Why Clinical Massage
Clinical massage looks at the body as a whole. Therapists search out the root cause of pain instead of simply targeting areas of discomfort. Your back pain, for example, may be caused by the way your desk is set up or the kind of shoes you wear.
At The Supine Studio, we’ll take a deeper look into your pain and give you our best recommendations. Then we’ll perform clinical massage using a wide range of techniques such as muscle activation, myofascial release, and joint mobilization to help you find instant relief.
Our approach allows for gentle deep tissue massage without the pain of too much pressure. In fact, some of our clients refer to our services as “lazy physical therapy.” You won’t find weights or resistance bands in our studio, just a comfortable heated table, soft music, and an expert therapist to help bring your body back into balance
Meet Owner Bailey B. R. Maddox (she/her)
Bailey is a Functional Wellness Therapist. She combines her expert clinical massage training with functional fitness to help clients move freely.
She is trained in a wide variety of clinical modalities, including Myofascial Release, Cupping Therapy, and Orthopedic Bodywork.
Bailey has completed Advanced Training in Oncology Massage Therapy. She is also a Certified Personal Trainer through the National Academy of Sports Medicine. In September 2021, Bailey will be studying Manual Lymphatic Drainage using the Vodder technique.
In 2017, Bailey watched her spa clients turn to massage for pain relief but gain only short term results. Frustrated with temporary solutions that didn’t last, she went into private practice, building The Supine Studio on the premise that massage needs to be customized for each client, at every visit.

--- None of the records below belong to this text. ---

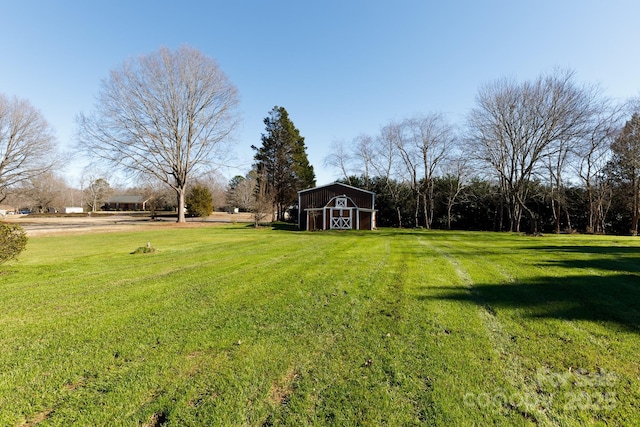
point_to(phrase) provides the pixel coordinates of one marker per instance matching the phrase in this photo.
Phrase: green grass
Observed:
(236, 326)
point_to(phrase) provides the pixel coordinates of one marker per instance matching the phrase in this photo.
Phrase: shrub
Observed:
(199, 201)
(13, 240)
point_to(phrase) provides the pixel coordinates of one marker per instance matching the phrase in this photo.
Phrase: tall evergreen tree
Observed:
(282, 161)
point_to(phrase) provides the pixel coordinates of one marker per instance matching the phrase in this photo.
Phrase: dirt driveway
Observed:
(46, 225)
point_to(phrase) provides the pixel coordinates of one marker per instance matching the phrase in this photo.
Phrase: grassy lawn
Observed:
(236, 326)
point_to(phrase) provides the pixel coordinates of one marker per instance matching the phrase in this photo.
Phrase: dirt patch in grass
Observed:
(104, 223)
(282, 389)
(38, 418)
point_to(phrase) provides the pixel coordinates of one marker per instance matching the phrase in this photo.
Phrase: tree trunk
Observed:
(180, 194)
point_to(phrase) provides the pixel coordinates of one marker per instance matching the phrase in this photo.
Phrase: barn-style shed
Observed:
(336, 207)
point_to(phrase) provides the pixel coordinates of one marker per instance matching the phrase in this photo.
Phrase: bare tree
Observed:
(408, 152)
(625, 164)
(166, 114)
(514, 126)
(363, 153)
(456, 177)
(340, 159)
(46, 191)
(434, 139)
(384, 161)
(593, 154)
(96, 193)
(27, 144)
(242, 190)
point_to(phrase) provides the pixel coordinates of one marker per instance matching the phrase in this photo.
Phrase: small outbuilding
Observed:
(336, 206)
(125, 203)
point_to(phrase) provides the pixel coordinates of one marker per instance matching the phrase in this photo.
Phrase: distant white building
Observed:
(73, 209)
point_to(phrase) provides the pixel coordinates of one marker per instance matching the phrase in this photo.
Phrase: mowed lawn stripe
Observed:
(235, 326)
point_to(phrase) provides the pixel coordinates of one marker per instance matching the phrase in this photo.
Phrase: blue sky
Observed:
(340, 68)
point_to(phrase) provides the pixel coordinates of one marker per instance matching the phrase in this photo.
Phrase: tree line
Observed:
(548, 154)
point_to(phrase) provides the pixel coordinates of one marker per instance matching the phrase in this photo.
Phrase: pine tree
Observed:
(282, 161)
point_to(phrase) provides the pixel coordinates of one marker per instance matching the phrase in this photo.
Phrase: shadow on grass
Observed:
(611, 299)
(606, 288)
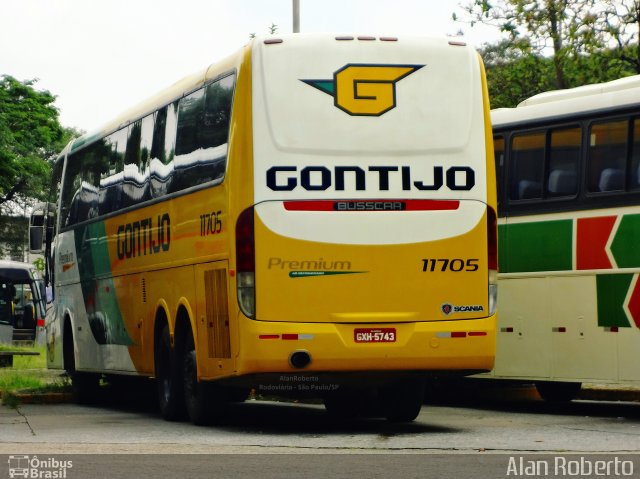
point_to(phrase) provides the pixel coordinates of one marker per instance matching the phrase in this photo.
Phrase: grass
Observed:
(28, 375)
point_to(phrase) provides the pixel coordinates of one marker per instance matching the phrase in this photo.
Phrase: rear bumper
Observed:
(265, 347)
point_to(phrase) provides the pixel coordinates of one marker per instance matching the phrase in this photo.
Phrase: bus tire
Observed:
(343, 404)
(205, 401)
(168, 378)
(401, 402)
(85, 387)
(558, 392)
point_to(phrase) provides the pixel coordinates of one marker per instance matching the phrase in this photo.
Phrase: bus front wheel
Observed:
(84, 386)
(170, 398)
(558, 392)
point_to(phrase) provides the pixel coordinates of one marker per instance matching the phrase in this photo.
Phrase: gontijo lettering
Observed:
(364, 89)
(143, 237)
(320, 178)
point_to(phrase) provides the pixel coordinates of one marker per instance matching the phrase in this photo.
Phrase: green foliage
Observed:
(30, 135)
(513, 76)
(556, 44)
(39, 264)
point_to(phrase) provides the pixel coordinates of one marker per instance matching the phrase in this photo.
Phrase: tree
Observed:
(30, 137)
(565, 28)
(273, 29)
(620, 25)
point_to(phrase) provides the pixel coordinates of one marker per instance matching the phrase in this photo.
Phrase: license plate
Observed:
(374, 335)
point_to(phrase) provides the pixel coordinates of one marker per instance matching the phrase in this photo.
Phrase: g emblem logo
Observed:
(364, 90)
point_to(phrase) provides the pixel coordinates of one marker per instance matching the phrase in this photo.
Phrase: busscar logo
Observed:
(364, 89)
(448, 308)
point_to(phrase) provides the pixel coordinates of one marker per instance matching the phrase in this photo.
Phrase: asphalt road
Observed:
(471, 438)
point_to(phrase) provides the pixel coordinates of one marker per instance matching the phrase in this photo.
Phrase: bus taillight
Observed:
(246, 263)
(492, 258)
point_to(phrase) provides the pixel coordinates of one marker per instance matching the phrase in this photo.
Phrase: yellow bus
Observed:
(568, 166)
(314, 215)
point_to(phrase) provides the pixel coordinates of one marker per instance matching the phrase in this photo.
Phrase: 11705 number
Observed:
(455, 265)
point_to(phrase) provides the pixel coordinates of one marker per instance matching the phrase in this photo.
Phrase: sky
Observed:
(101, 57)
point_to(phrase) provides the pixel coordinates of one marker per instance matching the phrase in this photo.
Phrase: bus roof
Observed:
(563, 103)
(16, 270)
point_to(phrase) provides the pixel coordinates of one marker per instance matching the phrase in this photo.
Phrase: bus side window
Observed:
(111, 180)
(527, 166)
(564, 156)
(498, 148)
(607, 156)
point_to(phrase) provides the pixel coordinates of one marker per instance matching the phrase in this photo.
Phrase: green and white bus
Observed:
(568, 166)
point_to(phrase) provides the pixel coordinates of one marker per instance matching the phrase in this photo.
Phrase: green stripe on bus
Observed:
(625, 244)
(536, 246)
(612, 290)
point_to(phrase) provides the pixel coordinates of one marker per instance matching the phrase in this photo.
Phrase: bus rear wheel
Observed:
(205, 402)
(168, 381)
(401, 402)
(558, 392)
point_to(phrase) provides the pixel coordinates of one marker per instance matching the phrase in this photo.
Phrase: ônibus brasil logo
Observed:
(363, 89)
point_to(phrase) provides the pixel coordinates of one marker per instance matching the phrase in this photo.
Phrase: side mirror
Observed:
(40, 222)
(36, 239)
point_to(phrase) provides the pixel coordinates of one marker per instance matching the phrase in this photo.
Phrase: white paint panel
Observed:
(371, 228)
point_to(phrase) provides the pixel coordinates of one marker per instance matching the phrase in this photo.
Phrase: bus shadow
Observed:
(139, 396)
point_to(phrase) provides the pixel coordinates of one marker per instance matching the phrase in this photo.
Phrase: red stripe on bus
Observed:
(410, 205)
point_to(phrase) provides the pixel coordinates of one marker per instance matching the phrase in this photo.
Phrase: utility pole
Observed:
(296, 16)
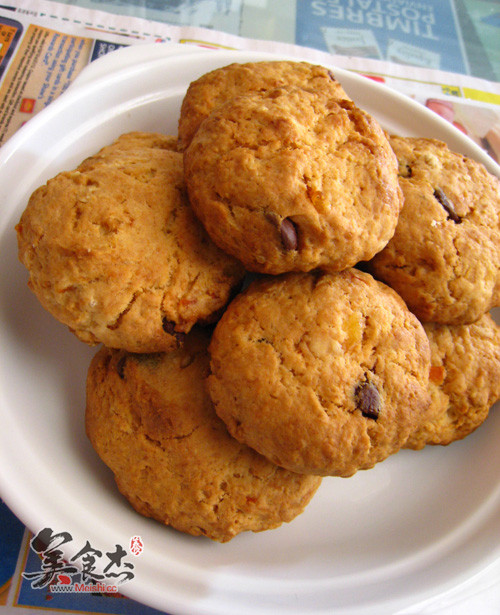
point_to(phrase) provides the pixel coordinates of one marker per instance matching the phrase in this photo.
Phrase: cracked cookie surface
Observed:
(444, 258)
(115, 252)
(464, 380)
(216, 87)
(151, 421)
(291, 180)
(321, 373)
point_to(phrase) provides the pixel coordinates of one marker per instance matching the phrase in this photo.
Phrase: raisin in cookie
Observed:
(464, 380)
(444, 258)
(291, 180)
(115, 252)
(216, 87)
(151, 421)
(322, 373)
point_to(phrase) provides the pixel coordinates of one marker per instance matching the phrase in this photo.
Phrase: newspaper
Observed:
(417, 48)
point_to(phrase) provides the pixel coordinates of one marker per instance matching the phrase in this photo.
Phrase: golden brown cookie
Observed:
(321, 373)
(464, 380)
(444, 258)
(291, 180)
(115, 252)
(151, 421)
(216, 87)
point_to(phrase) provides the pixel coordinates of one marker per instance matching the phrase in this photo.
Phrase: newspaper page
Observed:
(44, 46)
(452, 35)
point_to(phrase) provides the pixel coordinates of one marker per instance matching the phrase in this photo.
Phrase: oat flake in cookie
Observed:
(464, 380)
(216, 87)
(291, 180)
(444, 258)
(321, 373)
(151, 421)
(115, 252)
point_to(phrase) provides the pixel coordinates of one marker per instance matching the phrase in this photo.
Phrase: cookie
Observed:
(151, 421)
(216, 87)
(464, 380)
(324, 374)
(115, 252)
(444, 258)
(291, 180)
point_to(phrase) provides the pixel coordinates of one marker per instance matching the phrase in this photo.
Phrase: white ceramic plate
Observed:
(415, 527)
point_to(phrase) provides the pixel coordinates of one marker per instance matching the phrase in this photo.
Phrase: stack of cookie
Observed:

South Carolina Massage License #10303.
National Academy of Sports Medicine Personal Trainer #1200488909.
South Carolina requires massage therapists to complete 12 hours of continuing education every two years to remain licensed. To date, Bailey has completed over 200 hands-on education hours. National Academy of Sports Medicine requires trainers to complete 20 hours of continuing education, including a CPR certification, every two years to renew certification.